Tough, articulate and determined; human, bewildered and sometimes anxious; Carina Mitelia is a present day hero in an alternative setting. Creating a slightly different world is one thing, staying very firmly this side of fantasy is another achievement. As Karen Brown becomes Carina Mitela, she slips from being advertising executive and volunteer park ranger into a fighter who must survive in her new role, new identity and new country. Full of physical action and subtle cultural hints, this is a novel which creates a new world order in which women rule and have to fix situations, while watching their backs for political tricks. A fascinating tale of the Roman way of life recreated for the twenty first century, this is an adventurously plotted novel in which there are mobile phones and sophisticated surveillance methods, yet the language is Latin. Self confessed “Roman nut” Alison Morton has created this novel as part of a series which pushes the boundaries of expectation, but which essentially revolves around a battle for survival. I soon became immersed in the world of Roma Nova, and I was grateful to be sent a copy of this novel to read and review, the first in the series.
Karen Brown leads a life in New York which is filled partly by her volunteer role as a patrol officer in Kew Park.
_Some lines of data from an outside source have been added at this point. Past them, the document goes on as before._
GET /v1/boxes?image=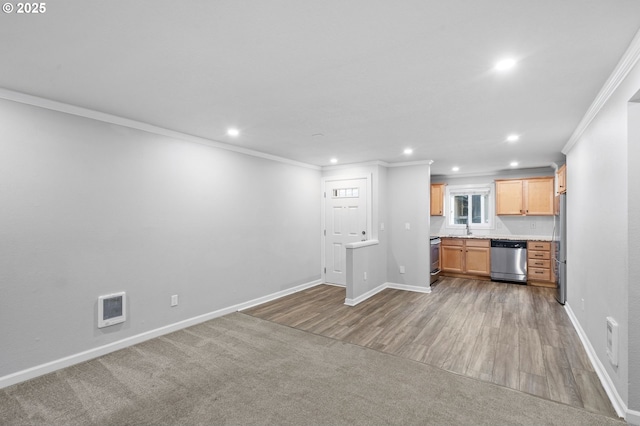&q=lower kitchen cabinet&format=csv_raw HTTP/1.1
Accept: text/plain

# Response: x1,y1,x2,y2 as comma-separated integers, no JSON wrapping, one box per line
527,241,556,287
440,238,491,276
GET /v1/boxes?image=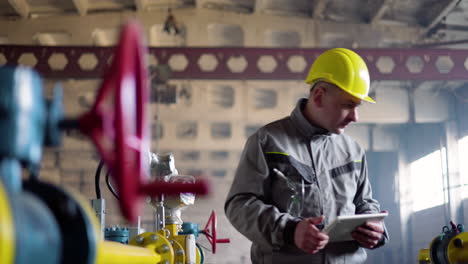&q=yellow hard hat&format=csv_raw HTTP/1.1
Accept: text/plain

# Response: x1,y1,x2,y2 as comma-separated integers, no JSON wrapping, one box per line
306,48,375,103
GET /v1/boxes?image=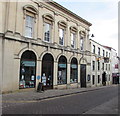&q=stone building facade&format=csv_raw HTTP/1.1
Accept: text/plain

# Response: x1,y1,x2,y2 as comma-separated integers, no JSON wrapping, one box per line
90,39,113,87
0,0,91,92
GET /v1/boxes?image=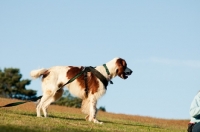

When she defends an elderly man, an Indigenous, from some teenagers by some clever manoeuvres, she finds herself in trouble. As she briefly mentions in her narrative an alternative history of the United States in which the War of Independence did not happen and the British only left in 1867, the reader begins to appreciate that the subtle differences in the world order means that the orphaned young woman has a link with Roma Nova. This is a state which is made up of the ruling party of the original Roman Empire, which has survived over many centuries to retain their power via women, who are the hereditary rulers of the successful and now peaceful country. Karen is contacted by Conrad who explains that she has family links in the country, and so begins a tense period where the diplomatic and legal possibilities run alongside brutal attempts on her life. As she battles to survive, she discovers that choices are forced upon her which will mean that she accepts a whole new identity, but that she must still be on guard, and indeed take the offensive if she is to fulfil her new role.
This book for me represents the best sort of fantasy, near enough to real life to be understandable, but offering a new element of a world view to expand and allow new adventures. There is a fair amount of physical violence, and there are times when I wondered if Karen/Carina has nine lives, as she is forced to do battle to survive so many times. This is a firmly female led thriller, and though Karen is more of a victim having to be rescued to begin with, as the book proceeds she becomes her true self as she takes control. A fighter in all senses, the Carina Mitela novels and indeed their predecessors, The Aurelia Mitela adventures, feature strong women in familiar yet challenging circumstances, and I would love to read more of them.
This book features the main protagonist learning Latin as a contemporary language, which reminds me of my couple of attempts to at least learn enough to translate the words of choral pieces and similar texts. Maybe when I have written a paper for a conference and submitted a dissertation and such like, I could think of having another go!